Struggling for happiness
The Psalms present to us a struggle for happiness. So does life.
The Psalter begins, it could be said, with full happiness. Psalm 1:1 reads, "Blessed is the man who walks not in the counsel of the wicked". Blessed may sound at first to some as a purely religious word, something one says when trying to sound spiritual. Others may see blessed as simply a hashtag.
And yet, scholars observe that the word has a more fulsome, present meaning to us, conveyed in the full and wonderful sense of "happy", a genuine happiness in God Himself.
The Psalter begins with happiness.
The struggle of the Psalter is twofold; so too the struggle of life. First, the life of happiness is confronted with the confusing and overwhelming sorrows that invade any sense of delight. By Psalm 3 in the Psalter enemies surround, sleeplessness invades, and death seems near.
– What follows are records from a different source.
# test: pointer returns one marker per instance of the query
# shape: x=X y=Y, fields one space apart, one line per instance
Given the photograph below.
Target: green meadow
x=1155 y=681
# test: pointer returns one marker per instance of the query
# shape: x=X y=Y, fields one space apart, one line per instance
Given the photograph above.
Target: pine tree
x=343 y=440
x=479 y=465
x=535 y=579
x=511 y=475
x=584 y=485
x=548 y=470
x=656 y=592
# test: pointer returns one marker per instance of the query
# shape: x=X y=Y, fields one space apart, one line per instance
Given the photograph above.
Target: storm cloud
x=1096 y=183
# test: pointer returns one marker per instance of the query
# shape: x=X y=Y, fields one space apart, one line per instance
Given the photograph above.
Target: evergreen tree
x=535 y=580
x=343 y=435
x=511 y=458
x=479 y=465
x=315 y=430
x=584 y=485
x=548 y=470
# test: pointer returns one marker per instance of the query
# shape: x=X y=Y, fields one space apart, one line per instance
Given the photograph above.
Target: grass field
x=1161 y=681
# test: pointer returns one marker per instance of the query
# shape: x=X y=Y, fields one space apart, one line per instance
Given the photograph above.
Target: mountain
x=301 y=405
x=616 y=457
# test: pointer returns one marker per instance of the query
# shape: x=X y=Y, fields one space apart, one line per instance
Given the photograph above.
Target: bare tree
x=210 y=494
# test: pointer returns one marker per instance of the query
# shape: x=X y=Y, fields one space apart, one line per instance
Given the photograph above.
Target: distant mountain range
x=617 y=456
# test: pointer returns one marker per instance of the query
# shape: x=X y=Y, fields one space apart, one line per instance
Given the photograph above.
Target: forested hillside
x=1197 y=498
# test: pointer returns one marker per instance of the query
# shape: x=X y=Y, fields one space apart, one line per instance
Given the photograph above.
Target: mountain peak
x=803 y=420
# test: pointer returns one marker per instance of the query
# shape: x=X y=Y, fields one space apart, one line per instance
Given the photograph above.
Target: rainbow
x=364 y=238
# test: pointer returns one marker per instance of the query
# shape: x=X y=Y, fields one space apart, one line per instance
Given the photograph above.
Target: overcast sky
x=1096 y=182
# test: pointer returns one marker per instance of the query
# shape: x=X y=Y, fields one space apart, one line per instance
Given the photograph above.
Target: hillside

And from there, for much of the Psalter, the chorus of happiness is constantly mixed with the notes of sorrow. Is happiness truly attainable in a suffering world?
The second struggle dovetails with the first and in fact logically precedes it: that of human sin. Even Psalm 3 is set in context of David fleeing Absalom, an incident which served as downstream fruit of David's erring ways.
The life of those seeking blessing in the Psalter is sinful, often horrifically and repeatedly so. Psalms 89 and 106 end books 3 and 4 of the Psalter, and both reveal the note of what happens to a sinful people.
"He who walks not in the counsel of wicked" may be happy and blessed, but that is not the people of Israel, or you or me for that matter. Sinful people are left in desperation, in exile.
The life of happiness seems left unrealized.
As the Psalter concludes, though, happiness, blessing, returns. With exuberant joy.
Psalm 146 introduces the "hallelujah chorus" of the Psalter, five Psalms begun and completed with "praise the Lord".
Psalm 146 seems to echo Psalm 1. It refers to man (sons of man) and their failed pursuit of happiness - v3-4. Man's pursuit of happiness is a dead-end street.
So is the struggle for happiness ruined for us? Psalm 146:5: "Blessed [happy] is he whose help is the God of Jacob, whose hope is in the LORD his God."
Happiness is found. Happiness wins. Where is it found? Men of failed pursuit do not find it; sons of man cannot be trusted to lead you there. But if God is your help and hope, He will bring the happiness, the blessing to you.
Such happiness comes through the discovery of the Psalms' longing. The Psalms long for a human king to lead David's kingdom in full blessedness (see Psalm 72). The Psalms long for the divine king (Psalms 93-99) to be the eternal rock of happy stability in an ever-shifting world. In this kingship is happiness.
And such happiness-bringing kingship has come to us in the person of Jesus Christ.
Not by my strength, but by God's help of me, and thus my hope in Him, I can be truly happy.
Not glibly happy, or giddy, or ignoring the suffering and sin still in my life and the world. But happy in the LORD, because He brings that blessing and happiness to me.
And so the struggle for happiness becomes a struggle for the remembrance of the daily help and hope the Lord provides. The patterns of daily worship, or prayer, of fellowship with believers are reminders of our help and hope. And thus, these patterns are calls to happiness.
The soul each day can be found happy in God. In Christ, we can live in the already of Psalm 146 joy, even in the the not yet of Psalm 3 suffering. Happiness can be found.
Samuel Pierce said it well, "He whose hope is in the Lord his God … he is happy; he cannot be otherwise; he having the God of Jacob for his help; he having his hope fixed on the Lord his God, so far as he lives in the real belief of this, he is truly happy."